7. Error! Main Document Only.Harrington v. Richter, 562 U.S. 86, 104 (2011) (internal citations and quotations omitted).
8. Error! Main Document Only. Id. at 105.
9. Error! Main Document Only. Gerlaugh v. Stewart, 129 F.3d 1027, 1033 (9th Cir. 1997); see also United States v. Quintero-Barraza, 78 F.3d 1344, 1348 (9th Cir. 1996).
10. Blackhorse also briefly mentions that his counsel was ineffective for failing to offer other mitigating evidence during his sentencing, such as his family's testimony. But he does not explain what specific evidence should have been offered or how that evidence would have impacted his sentence.

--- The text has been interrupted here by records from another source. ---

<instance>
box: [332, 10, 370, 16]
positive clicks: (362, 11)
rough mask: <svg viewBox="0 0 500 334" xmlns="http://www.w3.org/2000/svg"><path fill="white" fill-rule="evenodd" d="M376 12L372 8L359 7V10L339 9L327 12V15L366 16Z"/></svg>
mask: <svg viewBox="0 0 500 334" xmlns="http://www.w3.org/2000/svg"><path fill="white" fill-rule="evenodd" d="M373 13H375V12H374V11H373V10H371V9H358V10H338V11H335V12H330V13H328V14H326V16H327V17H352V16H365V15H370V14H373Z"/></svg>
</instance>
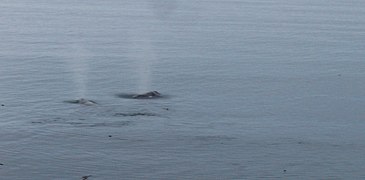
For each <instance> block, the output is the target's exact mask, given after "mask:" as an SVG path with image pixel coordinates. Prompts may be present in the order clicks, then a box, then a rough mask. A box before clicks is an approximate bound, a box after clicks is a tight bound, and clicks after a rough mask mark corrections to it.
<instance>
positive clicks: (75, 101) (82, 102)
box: [65, 98, 97, 106]
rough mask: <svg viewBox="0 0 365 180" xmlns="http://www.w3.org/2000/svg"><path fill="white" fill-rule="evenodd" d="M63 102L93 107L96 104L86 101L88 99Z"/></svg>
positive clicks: (95, 104) (81, 99)
mask: <svg viewBox="0 0 365 180" xmlns="http://www.w3.org/2000/svg"><path fill="white" fill-rule="evenodd" d="M65 102H67V103H71V104H82V105H85V106H93V105H96V104H97V103H96V102H95V101H93V100H88V99H84V98H81V99H76V100H69V101H65Z"/></svg>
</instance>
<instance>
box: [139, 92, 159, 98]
mask: <svg viewBox="0 0 365 180" xmlns="http://www.w3.org/2000/svg"><path fill="white" fill-rule="evenodd" d="M158 97H161V94H160V93H159V92H157V91H150V92H146V93H143V94H136V95H133V96H132V98H133V99H151V98H158Z"/></svg>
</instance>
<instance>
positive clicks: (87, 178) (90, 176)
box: [81, 175, 92, 180]
mask: <svg viewBox="0 0 365 180" xmlns="http://www.w3.org/2000/svg"><path fill="white" fill-rule="evenodd" d="M91 176H92V175H88V176H82V177H81V178H82V180H87V179H88V178H89V177H91Z"/></svg>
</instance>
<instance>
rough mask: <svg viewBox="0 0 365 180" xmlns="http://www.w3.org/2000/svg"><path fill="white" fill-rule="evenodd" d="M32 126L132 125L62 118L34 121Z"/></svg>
mask: <svg viewBox="0 0 365 180" xmlns="http://www.w3.org/2000/svg"><path fill="white" fill-rule="evenodd" d="M31 123H32V124H59V125H71V126H75V127H124V126H129V125H131V123H132V122H131V121H111V122H88V121H85V120H82V121H77V120H67V119H62V118H55V119H48V120H39V121H32V122H31Z"/></svg>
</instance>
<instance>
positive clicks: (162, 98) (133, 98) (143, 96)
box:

11. Blackhorse requests an evidentiary hearing, but no hearing is needed when, as here, the petitioner's arguments are based on the facts in the record and there is no showing that counsel was ineffective. United States v. Taylor, 648 F.2d 565, 573 (9th Cir. 1981); United States v. Burrows, 872 F.2d 915, 917 (9th Cir. 1989). Blackhorse also requests that I appoint him counsel to assist him with his motion. Appointing counsel is a matter in my discretion, and I decline to do so given that Blackhorse was able to articulate his arguments and the issues are not complex. See 28 U.S.C. § 2255 (g); 18 U.S.C. 3006A(2)(B).
12. 28 U.S.C. § 2253(c)(1)(B); Fed. R. App. P. 22(b)(1); 9th Cir. R. 22-1(a).
13. Slack v. McDaniel, 529 U.S. 473, 483-84 (2000) (quotation omitted).